(Published in China Daily, December 18, 2013)
Philip J Cunningham
Edward Snowden was for a
while considered Time magazine’s
most likely candidate for “Person of the Year” but in the end the editors
yielded the man-of-the-year slot to the Pope, the third pontiff so named. It
was a safe, if not a slyly calculated choice, as any pope has millions of
cheering followers and a pro-active one, such as Pope Francis, will have many
millions more. It is said Snowden came in second, another sly bit of PR
finesse, because it speaks to popular sentiment of the moment, implying the rogue
patriot actually stood a chance at snagging the top slot, while easing fears in
the Beltway, where NSA’s nervous ninnies can console themselves with the hope
that runner-ups for such accolades are soon forgotten. Who was the runner up
last year?
Over the years, Time has made some strange choices, flipping back and
forth between the safely mainstream and flippantly in-your-face. Every elected
president has been named since 1930, and foreign favorites of Time’s China-born
anti-communist founder, Henry Booth Luce, such as Song Meiling and Chiang
Kai-shek were slam-dunks, with a total of 11 covers between them.

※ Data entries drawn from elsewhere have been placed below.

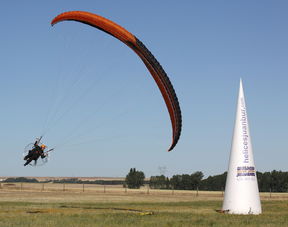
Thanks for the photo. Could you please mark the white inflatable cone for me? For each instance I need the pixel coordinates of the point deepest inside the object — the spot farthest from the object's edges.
(241, 191)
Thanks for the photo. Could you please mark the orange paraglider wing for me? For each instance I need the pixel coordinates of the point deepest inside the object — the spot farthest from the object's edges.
(149, 60)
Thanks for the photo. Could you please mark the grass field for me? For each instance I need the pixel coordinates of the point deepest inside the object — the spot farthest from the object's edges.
(67, 205)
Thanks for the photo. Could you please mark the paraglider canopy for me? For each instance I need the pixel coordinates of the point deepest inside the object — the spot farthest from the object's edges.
(146, 56)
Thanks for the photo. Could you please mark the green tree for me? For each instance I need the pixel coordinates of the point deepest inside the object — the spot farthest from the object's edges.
(135, 179)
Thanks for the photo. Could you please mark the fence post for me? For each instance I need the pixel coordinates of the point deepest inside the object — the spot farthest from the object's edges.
(270, 193)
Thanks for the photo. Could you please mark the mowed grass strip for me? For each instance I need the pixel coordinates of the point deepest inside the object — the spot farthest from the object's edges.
(197, 213)
(159, 208)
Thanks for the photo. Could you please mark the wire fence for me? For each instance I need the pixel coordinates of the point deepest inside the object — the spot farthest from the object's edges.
(119, 189)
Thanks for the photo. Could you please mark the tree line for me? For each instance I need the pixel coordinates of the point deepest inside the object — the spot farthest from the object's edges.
(274, 181)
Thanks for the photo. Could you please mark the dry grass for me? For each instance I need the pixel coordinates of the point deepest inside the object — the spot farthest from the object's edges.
(30, 205)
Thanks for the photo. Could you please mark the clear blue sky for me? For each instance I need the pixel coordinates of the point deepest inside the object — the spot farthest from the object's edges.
(96, 97)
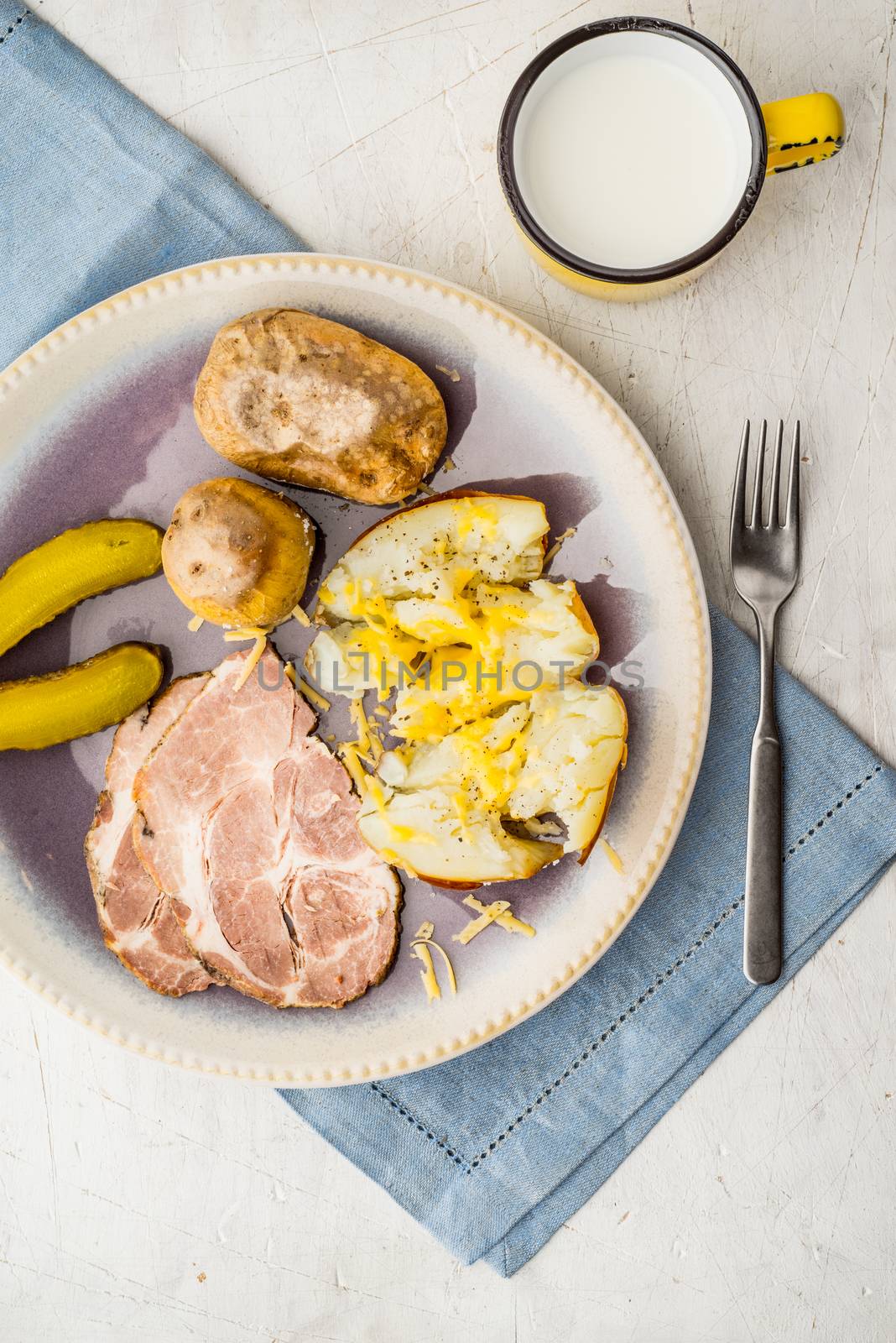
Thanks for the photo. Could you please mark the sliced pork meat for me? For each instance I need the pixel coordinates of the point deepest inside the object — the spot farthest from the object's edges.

Nixon got the
nod twice, ditto for Obama, and so did Deng Xiaoping, honored in 1978 and again
in 1985, something proudly pointed out to me on a wall display when I visited
the Time bureau in Beijing.
The most controversial
choice in modern times was Ayatollah Khomeini in 1979; the backlash was so
ferocious that Time’s choices
have been fairly anodyne ever since.
Of course Snowden doesn’t
need validation from the US mainstream media, in fact he’s taught us to be
suspicious, very suspicious of it because so much of the media is in bed with
the government.
Not for nothing did the
intelligence-savvy Ed Snowden specifically refuse to deal with the New York
Times. The dear old “Gray Lady” has
a track record of being the handmaiden to the powers that be, a harridan
cheerleader for war (Syria being the latest example, Iraq another) and is quick
to dissemble and kill, or at least maim a news story if the feds want it that
way, --the case of the CIA agent abandoned in Iran for seven years being just a
recent example. Thanks to AP News, where real journalism is on the march, we
know about this. No thanks to the whining, finger-pointing “Gray Lady” that dishes out scorn and criticism on others but
can’t stand the heat of the kitchen.
Edward Snowden’s
soft-spoken contribution to helping Americans and the world become aware of how
unfettered US spying poses an existential threat to democracy is a gift that
keeps on giving. Through the dogged, determined and amiably combative Glenn
Greenwald, we learn something revelatory, often shocking, nearly every week as
the voluminous files are vetted and prepped with journalistic diligence.
Snowden is an unlikely
hero, a techie and geek who wanted to do something for the US in the wake of
9/11, and, as his history of Internet chats suggests, until recently,
politically conservative. This cautious and prudent young man considered trying
to correct what he saw as a broken system from within, but seeing how other
whistle blowers were pilloried by the government and spurned by the press gave
him pause. He collected information quietly, using spy-craft learned on the job
to cover his tracks, until he had, by some estimates, over one million
sensitive documents.
Last May Snowden made a mad
dash for Hong Kong, putting himself at risk in a way that still has analysts
scratching their heads. Why Hong Kong?
Once ensconced in a Kowloon
Hotel he contacted journalists and privacy advocates who he had long admired
from afar, including Greenwald and filmmaker Laura Poitras. They broke the scoop of the year in the
Guardian, which named Snowden
its “Person of the Year.”
Readers around the world
were surprised at Snowden’s youth, amazed at the value of his loot, and taken
aback by his apparent lack of a getaway plan.
There was a modest
groundswell of support for Snowden in Hong Kong, but to be safe from the long
arm of American law, nothing short of a firm asylum offer from Beijing would
have guaranteed his safety. He booked a flight to Moscow with help from
Wikileaks. Hong Kong’s refusal to detain him at the airport, though couched in
diplomatic language, was a small victory for standing up to US pressure, which
under an agitated Obama, was turning into something of a full court press.
Snowden holed up in the
Moscow airport’s “sterile zone” for 39 days until an entry into Russia could be
arranged. Bereft of his earth-shaking thumb drives, he presumably had little to
offer his hosts other than an opportunity to say no to arrogant US
arm-twisting.
As University of Michigan
professor Juan Cole, himself a victim of White House spying during the war in
Iraq has written, Snowden’s revelations make Orwell’s
1984 “look like a lackadaisical libertarian
paradise” and Obama’s complaisance makes him look like a front man “for an
octopus-like secret government.”
Snowden has changed our
understanding of how governments actually work, especially the “Five Eyes”
governments who collaboratively spy on everyone all the time without legal
safeguards, while solemnly invoking an Anglo-Saxon axis in the name of
democracy, dissent and right to privacy.